Un 11 punto del programma ?
Con stima.
Sergio
x luca.
penso che si debba costruire una struttura con diversi livelli di rigide competenze. es: la tav non va solo da torino a lione, ma attraversa diversi paesi europei, quindi dovrebbe essere gestita dal ministero dei trasporti,in quanto interesse nazionale, lasciando alla competenza regionale le strade di secondaria importanza, rivedendo nettamente il titolo V della costituzione (e forse la stessa cosa per la salerno-reggio calabria e l’alta velocità lungo lo stivale). questo è quello che penso come stato federale. per il resto, lo lascio agli italiani di buona volontà.
Francesco per me come pensi te non si riuscirà mai e si continuerebbe nella stessa maniera fino ad oggi!
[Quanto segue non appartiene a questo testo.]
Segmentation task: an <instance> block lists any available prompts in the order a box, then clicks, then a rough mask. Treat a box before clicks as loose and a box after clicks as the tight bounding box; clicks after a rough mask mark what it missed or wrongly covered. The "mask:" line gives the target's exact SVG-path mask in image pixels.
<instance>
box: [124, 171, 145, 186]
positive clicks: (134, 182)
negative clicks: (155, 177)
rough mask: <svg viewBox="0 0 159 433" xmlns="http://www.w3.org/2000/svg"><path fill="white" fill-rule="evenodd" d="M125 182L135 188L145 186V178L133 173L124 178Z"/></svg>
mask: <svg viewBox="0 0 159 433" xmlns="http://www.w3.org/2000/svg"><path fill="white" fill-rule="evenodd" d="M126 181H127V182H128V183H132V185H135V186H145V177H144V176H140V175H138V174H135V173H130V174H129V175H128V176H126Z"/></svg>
LE macroregioni (per quanto importante non si vive di solo nord) avrebbero successo con un radicale riassetto dello stato. lo stato nazionale (non di roma, ma dell’italia) dovrebbe avere la funzione di costituirsi come ponte per l’unità e la collaborazione fra le aree, cioè ridurre a uno gli ambienti che andrebbero ad incontrarsi, riducendo così la litigiosità fra essi. vi è inoltre un aspetto che evidentemente preoccupa soltanto me: vi siete resi conto che si litiga sempre tra città, tra regioni, tra territori, tra padani e terroni(termini esaltati da questo astio)? non sarà il caso di ricostruire un po’ di identità nazionale? avere tre macroregioni rischia di far identificare il cittadino solo con il proprio territorio, dimenticando i legami storici, sociali e familiari con gli altri, cosa su cui campa da 20 anni la lega, ma non tutti vogliono la secessione come loro. non è un problema di globalizzazione, internet, multimedialità, cittadini del mondo…ma di volontà politica. esistono paesi, sia lontani che vicini, che sono da esempio. Oscar prestami attenzione.